Friday 15 February 2019

Workshop report: The regulation of financial abuse of religious and spiritual capital, Oxford Brookes February 2019.


Religion is powerful, with the power of religion being a type of religious capital. Such power can be abused. Religious fraud is a significant social problem, with one estimate of Christian fraud alone amounting to $34bn per year globally. It also raises profound theoretical questions around the appropriate relationship between the state, religious organisations and the community; and in particular the difficult question of the authority of the religiously pluralist state to determine facts in a religious context. The regulation of religious power that results in financial gain to a religious leader or organisation needs to thread a difficult course through under-regulation (with the exposure of those whom regulation seeks to protect, and damage to the interests which underpin an area of regulation) and over-regulation (with the risk of excessive restriction of the religious interests of individuals and religious organizations, and damage to the interests which religious rights seek to advance).

On the 14th of February 2019 Oxford Brookes School of Law hosted a workshop exploring the regulation of financial abuse of religious and spiritual capital.

Professor Pauline Ridge (Professor of Law, ANU; Visiting Fellow, Oxford Brookes University) focused on the application of general rules around undue influence in the particular context of religious financing. Her wide ranging discussion of equitable doctrines in Australia and England illuminated the complexities of civil law regulation of what, on their face, are religious donations. While an emphasis on the idea of a fiduciary duty may help resolve these issues in relation to large gifts, problems remain when many small gifts cumulatively become a non-trivial amount. Pauline will continue to develop her ideas in her monograph on religious financing law.

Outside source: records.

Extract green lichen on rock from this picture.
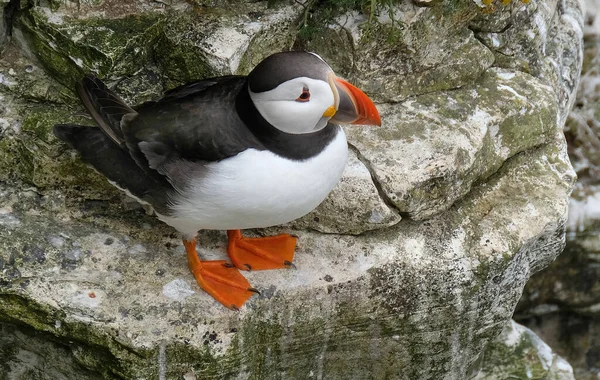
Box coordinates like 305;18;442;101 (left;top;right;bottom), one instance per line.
16;7;163;88
298;1;494;101
0;105;117;199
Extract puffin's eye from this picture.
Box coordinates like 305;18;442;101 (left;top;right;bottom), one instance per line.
296;87;310;102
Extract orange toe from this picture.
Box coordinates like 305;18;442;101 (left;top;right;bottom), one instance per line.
227;230;297;270
184;239;258;310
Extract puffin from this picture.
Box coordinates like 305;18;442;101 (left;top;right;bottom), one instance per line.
53;51;381;310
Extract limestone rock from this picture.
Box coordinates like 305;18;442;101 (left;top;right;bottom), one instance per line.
348;68;557;220
0;0;582;380
515;0;600;380
473;321;575;380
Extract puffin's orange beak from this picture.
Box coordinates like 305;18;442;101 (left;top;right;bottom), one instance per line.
329;77;381;125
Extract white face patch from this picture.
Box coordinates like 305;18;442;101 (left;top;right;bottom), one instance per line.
248;77;335;134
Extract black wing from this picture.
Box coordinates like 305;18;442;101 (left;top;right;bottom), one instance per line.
121;76;264;175
53;124;172;214
54;76;263;208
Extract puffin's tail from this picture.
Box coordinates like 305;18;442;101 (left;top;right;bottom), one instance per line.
77;74;136;146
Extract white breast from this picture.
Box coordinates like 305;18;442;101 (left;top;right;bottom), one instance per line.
158;128;348;236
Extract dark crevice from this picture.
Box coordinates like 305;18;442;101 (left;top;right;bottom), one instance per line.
348;142;410;219
3;0;20;37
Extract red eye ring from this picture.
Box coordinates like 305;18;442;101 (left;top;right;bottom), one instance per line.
296;87;310;102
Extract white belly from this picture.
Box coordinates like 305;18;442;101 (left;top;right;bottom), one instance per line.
158;128;348;236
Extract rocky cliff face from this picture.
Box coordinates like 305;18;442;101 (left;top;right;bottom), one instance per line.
0;0;583;379
516;0;600;380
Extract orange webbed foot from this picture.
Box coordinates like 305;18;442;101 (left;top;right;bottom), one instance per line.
227;230;297;270
183;239;258;310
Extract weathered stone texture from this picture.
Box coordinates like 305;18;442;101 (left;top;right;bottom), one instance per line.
0;0;582;379
516;0;600;380
473;321;575;380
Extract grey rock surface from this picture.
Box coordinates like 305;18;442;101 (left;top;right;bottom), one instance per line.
516;0;600;380
474;321;575;380
0;0;583;379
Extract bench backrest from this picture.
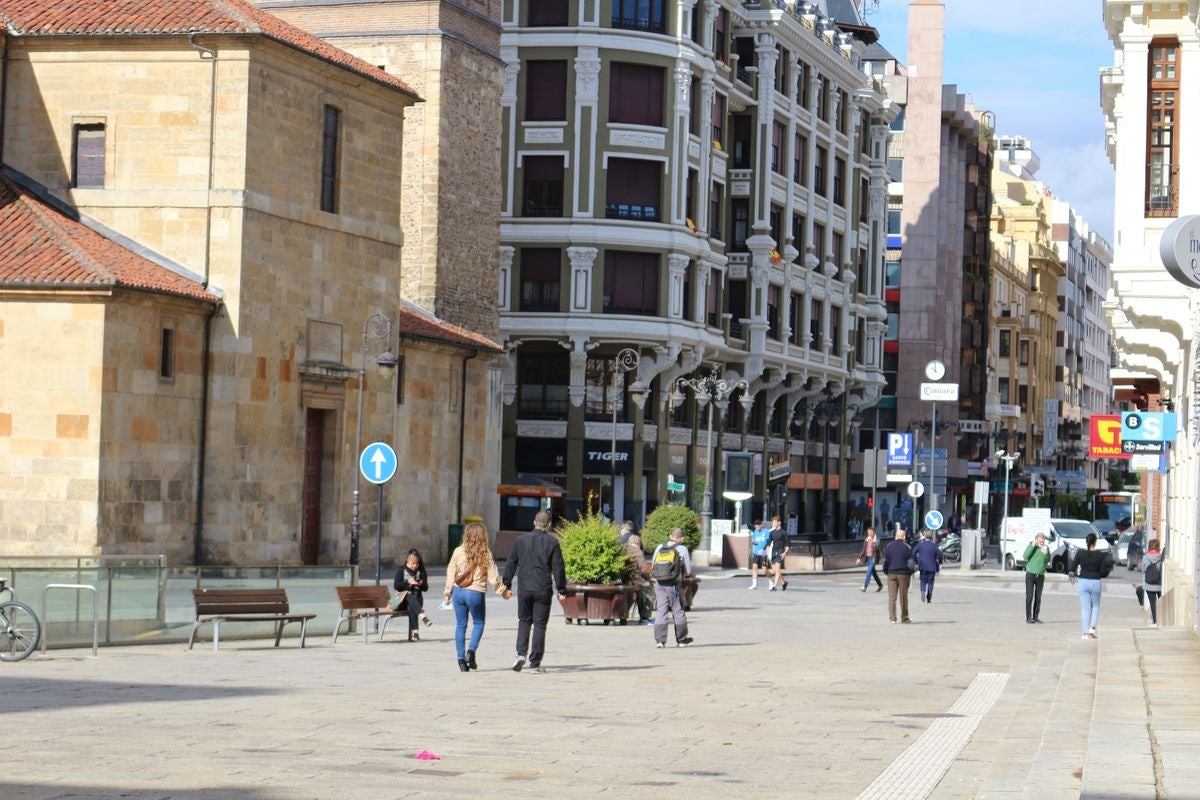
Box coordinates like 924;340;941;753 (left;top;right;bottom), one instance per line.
192;589;288;616
334;587;391;610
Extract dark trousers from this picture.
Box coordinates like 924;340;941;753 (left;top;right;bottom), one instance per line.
404;589;425;631
654;583;688;644
1025;572;1046;620
517;593;553;667
920;570;937;600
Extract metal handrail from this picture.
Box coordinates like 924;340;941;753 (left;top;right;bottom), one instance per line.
42;581;99;658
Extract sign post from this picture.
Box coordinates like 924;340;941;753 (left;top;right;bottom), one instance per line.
359;441;398;587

Craig Allen (University research student, Oxford Brookes University) focused on the application of the Fraud Act 2006 s.2 to the same context. His analysis of the general provisions of criminal law in this area, in the absence of a robust body of case law dealing with the religious context, showed problems in relation to both actus reus and mens rea.   Craig will continue to develop his ideas in his doctoral thesis.




A wide ranging discussion from the legal and religious studies academics, and practitioners, present added a more explicit gender dimension to the discussion; consideration of the changing understandings of religious orders about financial issues; the possibilities of shifting analysis into a choronologically extended perspective; and the complexities of assessing harm – and public benefit – in religious contexts.